Herzog concluded by emphasizing, “I, along with millions of other women, haven’t given up. Not on these young women. And not on our humanity. I call upon every person to speak out for all the hostages—women and men—still being held by terrorists and help bring them home.”

Relatives of women held by Hamas in Gaza participated this week in a briefing on sexual violence and forced pregnancies.

“I have five children. They are all beautiful sunshine and light. I taught them to set boundaries and say when something is pleasant or unpleasant to them. I taught them to say, ‘This is my body, please don’t touch it,'” Meirav Leshem Gonen told journalists.

On Oct. 7, Leshem Gonen’s daughter Romi, 23, was kidnapped by Hamas terrorists from the Supernova music festival as she tried to escape with three of her friends by car. She was the only survivor.

Dr. Einat Yehene, a clinical neuropsychologist and rehabilitation psychologist, participated in the briefing organized by MediaCentral, a Jerusalem-based media liaison service center, and the Hostages and Missing Families Forum. Yehene serves as the head of rehabilitation in the forum’s health division.

“The trauma of captivity, coupled with sexual abuse, can have a profound and long-lasting impact on both the physical and psychological well-being of returning hostages. This may include symptoms of Post-Traumatic Stress Disorder, anxiety and depression,” she said.

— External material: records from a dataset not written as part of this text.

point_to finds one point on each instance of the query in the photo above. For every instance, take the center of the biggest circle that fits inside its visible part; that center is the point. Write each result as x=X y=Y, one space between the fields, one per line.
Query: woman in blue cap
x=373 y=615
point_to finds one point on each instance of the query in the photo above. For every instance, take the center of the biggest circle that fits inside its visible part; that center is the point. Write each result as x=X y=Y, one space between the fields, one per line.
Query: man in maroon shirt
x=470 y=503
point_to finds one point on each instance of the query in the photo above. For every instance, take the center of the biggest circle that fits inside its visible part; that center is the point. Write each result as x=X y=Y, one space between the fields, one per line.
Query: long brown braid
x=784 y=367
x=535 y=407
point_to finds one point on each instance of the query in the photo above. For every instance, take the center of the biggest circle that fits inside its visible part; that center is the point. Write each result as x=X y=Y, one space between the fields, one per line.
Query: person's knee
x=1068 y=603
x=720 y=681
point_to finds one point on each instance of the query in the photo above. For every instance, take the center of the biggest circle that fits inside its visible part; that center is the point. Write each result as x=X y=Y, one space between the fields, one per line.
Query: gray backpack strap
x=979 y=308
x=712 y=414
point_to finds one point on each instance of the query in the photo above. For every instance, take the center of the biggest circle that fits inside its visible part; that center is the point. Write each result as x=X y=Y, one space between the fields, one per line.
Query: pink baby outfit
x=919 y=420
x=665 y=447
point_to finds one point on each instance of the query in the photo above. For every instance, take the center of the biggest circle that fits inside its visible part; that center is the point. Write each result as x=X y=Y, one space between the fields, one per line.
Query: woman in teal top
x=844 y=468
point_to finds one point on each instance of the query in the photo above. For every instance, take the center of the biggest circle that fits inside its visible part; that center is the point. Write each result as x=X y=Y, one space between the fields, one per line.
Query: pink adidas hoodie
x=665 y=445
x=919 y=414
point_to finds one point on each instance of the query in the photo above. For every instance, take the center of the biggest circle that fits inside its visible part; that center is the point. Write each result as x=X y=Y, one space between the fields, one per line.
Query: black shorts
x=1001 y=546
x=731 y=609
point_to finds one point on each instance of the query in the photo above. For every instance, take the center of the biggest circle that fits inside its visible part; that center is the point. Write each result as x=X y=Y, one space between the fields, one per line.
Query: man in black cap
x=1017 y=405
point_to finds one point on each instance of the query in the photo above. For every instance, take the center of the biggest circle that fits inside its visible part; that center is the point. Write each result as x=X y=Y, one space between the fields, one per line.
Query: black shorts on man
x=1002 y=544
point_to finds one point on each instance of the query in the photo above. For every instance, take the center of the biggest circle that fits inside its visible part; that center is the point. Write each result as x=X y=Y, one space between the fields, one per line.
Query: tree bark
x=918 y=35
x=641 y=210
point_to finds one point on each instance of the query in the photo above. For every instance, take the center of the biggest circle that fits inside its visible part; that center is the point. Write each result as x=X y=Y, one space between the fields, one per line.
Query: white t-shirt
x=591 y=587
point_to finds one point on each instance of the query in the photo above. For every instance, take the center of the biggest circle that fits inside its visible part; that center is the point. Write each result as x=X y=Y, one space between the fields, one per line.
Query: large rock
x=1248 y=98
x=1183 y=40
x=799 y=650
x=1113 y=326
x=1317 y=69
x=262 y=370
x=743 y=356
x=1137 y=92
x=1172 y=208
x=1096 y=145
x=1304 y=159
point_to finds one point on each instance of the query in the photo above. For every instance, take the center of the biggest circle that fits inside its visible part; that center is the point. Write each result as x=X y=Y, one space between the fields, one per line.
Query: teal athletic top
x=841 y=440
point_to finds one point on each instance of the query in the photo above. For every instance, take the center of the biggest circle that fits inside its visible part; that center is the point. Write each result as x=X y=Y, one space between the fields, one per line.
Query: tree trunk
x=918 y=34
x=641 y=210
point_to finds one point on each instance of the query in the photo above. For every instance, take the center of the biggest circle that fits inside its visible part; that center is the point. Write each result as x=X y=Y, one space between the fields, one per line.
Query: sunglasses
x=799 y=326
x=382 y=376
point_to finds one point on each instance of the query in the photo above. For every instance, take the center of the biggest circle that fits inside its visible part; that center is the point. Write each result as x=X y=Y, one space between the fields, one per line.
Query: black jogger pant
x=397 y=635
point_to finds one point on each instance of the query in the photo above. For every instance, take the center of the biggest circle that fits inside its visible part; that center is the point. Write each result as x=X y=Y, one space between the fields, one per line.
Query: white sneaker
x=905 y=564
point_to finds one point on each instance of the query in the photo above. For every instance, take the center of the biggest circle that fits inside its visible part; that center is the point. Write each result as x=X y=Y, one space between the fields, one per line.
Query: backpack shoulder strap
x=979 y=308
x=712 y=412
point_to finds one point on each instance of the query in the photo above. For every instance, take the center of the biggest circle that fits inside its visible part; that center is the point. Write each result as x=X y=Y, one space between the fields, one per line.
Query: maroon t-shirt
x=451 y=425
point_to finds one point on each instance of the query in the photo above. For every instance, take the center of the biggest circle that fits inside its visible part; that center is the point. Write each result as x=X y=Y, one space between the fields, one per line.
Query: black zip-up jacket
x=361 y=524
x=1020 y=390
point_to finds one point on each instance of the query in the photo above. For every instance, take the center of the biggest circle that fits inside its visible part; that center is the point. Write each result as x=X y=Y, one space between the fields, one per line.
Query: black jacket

Yehene went on to discuss the risks and the impact of pregnancy after captives return home. “The discovery of pregnancy upon return itself can be a deeply complex and emotionally charged situation that could lead to a range of emotions including shock, confusion, fear and conflicting emotions regarding the pregnancy itself,” she said.

“Pregnancy is visible, which can make returning hostages feel exposed and that their personal trauma is on public display without them having to disclose it, especially when coupled with the loss of anonymity in captivity,” she added.